Whatever the reason you’ve decided to visit Barcelona on a school trip, it would be almost sacrilegious to come here and not spend some time taking in some of the work of the city’s most famous son, Antoni Gaudí.
And Park Güell is a wonderful place to do just that. Not only is it a fantastic example of Gaudí’s work, but it was also his home for two decades and now boasts a museum dedicated to the Catalan architect in the house he lived in.
Park Güell was originally conceived as a residential development for well-to-do Barcelonians, in a similar vein to English garden cities (note the English spelling of ‘Park’). So this is an interesting visit for geographers looking at urbanisation.
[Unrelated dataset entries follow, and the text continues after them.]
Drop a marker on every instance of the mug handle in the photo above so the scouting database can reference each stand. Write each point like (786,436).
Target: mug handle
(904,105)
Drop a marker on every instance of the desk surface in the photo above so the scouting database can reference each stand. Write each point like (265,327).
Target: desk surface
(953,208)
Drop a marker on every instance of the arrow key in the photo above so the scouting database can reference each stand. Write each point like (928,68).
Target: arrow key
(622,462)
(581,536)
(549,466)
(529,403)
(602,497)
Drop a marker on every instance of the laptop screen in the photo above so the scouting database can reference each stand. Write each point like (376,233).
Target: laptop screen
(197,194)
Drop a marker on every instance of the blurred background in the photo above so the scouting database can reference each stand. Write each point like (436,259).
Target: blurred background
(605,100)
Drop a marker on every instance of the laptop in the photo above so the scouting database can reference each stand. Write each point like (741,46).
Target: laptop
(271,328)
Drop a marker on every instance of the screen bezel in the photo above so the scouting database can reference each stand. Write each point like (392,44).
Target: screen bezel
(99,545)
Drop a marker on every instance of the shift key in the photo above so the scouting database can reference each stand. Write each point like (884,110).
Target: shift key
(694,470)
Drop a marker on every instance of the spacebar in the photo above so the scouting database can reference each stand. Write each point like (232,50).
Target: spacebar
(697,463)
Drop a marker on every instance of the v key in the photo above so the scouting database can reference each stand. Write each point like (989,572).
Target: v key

The development was to offer spacious homes, all with wonderful views over Barcelona to the Mediterranean Sea. The layout would mean that no house would obstruct the view of its neighbours. And there would be a number of communal facilities, including a market, chapel and visitor reception.
Building regulations meant that only one sixth of the property could be built on, with gardens covering the rest of it. Sixty houses were to be built on the land owned by Eusebi Güell, friend and patron of Gaudí. And yet, only two were ever built.
Gaudí’s modernist style was, during this period, heavily influenced by nature, which is clear to see at Park Güell. It’s also clear to see Gaudí’s strong national pride as a Catalan – how many Catalan symbols can your students spot around the park?
For young artists and creatives, this is an exciting visit, where they will have the opportunity to see architecture the likes of which they’ll have never seen before. They’ll be able to work out what inspired Gaudí, and see how that inspiration translated into his work.
Of course, it’s also a great visit for Spanish language students – not only is this an opportunity to really soak up the unique culture of Barcelona and chat to locals and tourists about what they see, it could be great inspiration for some post-trip work.
You could ask your students to research an area of the park or its history to present to the class, or perhaps they could write a detailed explanation of what they saw there, maybe in the style of a tourist guidebook.
Park Güell may have ultimately been a failed development project. But it’s left Barcelona with a spectacular park that really captures the essence and atmosphere of the city. And if there were no other reason to visit than that, this attraction would still be simply unmissable.